The report has provided relationship overview between net profit after tax and total assets for the 50 sampled companies through random sampling technique from 1536 companies provided in the excel sheet. The main analysis techniques in the report are correlation and linear regression analysis. It was evaluated that net profit after tax and total assets for the 50 selected random sample indicated strong positive association (rho=0.790). Additionally, the linear regression analysis indicated that total assets positively influence on the net profit after tax.
In the contemporary market, net profit in a company is determined by several econometric factors such as asset level a company has, market capitalization, total revenue among other factors in the economy. In light of this, the report will devise a model that can be applied to predict net profit after tax with total assets as the main explanatory variable. Additionally, the report will explore the relationship between total assets and net profit after tax for the 50 sampled companies using random sampling.
Exploratory Data Analysis
In this section, presents descriptive statistics for the variables in the analysis. Descriptive analysis infers much on the spread of the data. The main graphical features are histogram, pie charts, bar graphs for the ordinal variables.
Figure 1: Histogram for Market Capitalization
Table 1: Descriptive analysis for Market Capitalization
Illustration on figure 1 and table 1 above displays histogram and descriptive analysis respectively for market capitalization. Based on the histogram, it is evident that the data is skewed to the left. This implies that data violate normality assumption. The variable market capitalization has mean, kurtosis and skewness of 288586452.9, 16.8388 and 4.05595 respectively. The variable has leptokurtic distribution since kurtosis value is greater than value 3. There is lack of symmetry in the data.
Figure 2: Histogram of total assets
Table 2: Descriptive analysis for total assets
Illustration on figure 2 and table 2 above displays histogram and descriptive analysis respectively for total assets. Based on the histogram, it is evident that the data is skewed to the left. This implies that data violate normality assumption. The variable total assets has mean, kurtosis and skewness of 1294236558, 49.1953 and 6.9899 respectively. The variable has leptokurtic distribution since kurtosis value is greater than value 3. There is lack of symmetry in the data.
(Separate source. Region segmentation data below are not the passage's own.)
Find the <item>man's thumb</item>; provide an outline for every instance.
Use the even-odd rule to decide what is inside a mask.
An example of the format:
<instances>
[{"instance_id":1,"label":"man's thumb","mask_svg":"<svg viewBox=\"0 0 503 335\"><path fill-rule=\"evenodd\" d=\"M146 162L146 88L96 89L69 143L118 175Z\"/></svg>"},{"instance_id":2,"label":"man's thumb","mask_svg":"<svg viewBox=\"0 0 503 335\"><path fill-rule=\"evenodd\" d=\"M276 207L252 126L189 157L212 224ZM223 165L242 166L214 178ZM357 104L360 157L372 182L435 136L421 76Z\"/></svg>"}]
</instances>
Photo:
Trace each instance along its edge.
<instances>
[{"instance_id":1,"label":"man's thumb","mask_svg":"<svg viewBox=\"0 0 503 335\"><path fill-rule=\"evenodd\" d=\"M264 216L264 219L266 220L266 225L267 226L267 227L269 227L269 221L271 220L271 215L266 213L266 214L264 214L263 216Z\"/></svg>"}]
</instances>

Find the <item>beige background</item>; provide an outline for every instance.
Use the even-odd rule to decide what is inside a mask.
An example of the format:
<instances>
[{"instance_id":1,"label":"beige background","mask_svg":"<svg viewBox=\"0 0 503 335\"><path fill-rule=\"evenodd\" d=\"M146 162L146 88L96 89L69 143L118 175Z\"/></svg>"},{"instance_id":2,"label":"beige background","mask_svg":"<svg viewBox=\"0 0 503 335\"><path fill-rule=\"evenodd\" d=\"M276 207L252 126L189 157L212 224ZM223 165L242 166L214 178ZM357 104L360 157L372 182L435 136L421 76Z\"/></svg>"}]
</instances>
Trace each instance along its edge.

Figure 3: Histogram for total Revenue
Table 3: Descriptive Analysis for total Revenue
Illustration on figure 3 and table 3 above displays histogram and descriptive analysis respectively for total revenue. Based on the histogram, it is evident that the data is skewed to the left. Therefore, there is lack of symmetry in the data. This implies that data violate normality assumption. The variable total revenue has mean, kurtosis and skewness of 308442407.6, 20.1765 and 4.2467 respectively. The variable has leptokurtic distribution since kurtosis value is greater than value 3.
Figure 4: Histogram for Net Profit after tax
Table 4: Descriptive analysis for net profit after tax
Illustration on figure 4 and table 4 above displays histogram and descriptive analysis respectively for net profit after tax. Based on the histogram, there is evidence of unimodal shape with zero value as the center of the origin. However, this is numerically evaluated using skewness value presented in table 4. The variable total revenue has mean, kurtosis and skewness of 10951803.94, 20.5411 and 4.4667 respectively. The data is negatively skewed thus the line of symmetry is shifted to the left side. The variable has leptokurtic distribution since kurtosis value is greater than value 3.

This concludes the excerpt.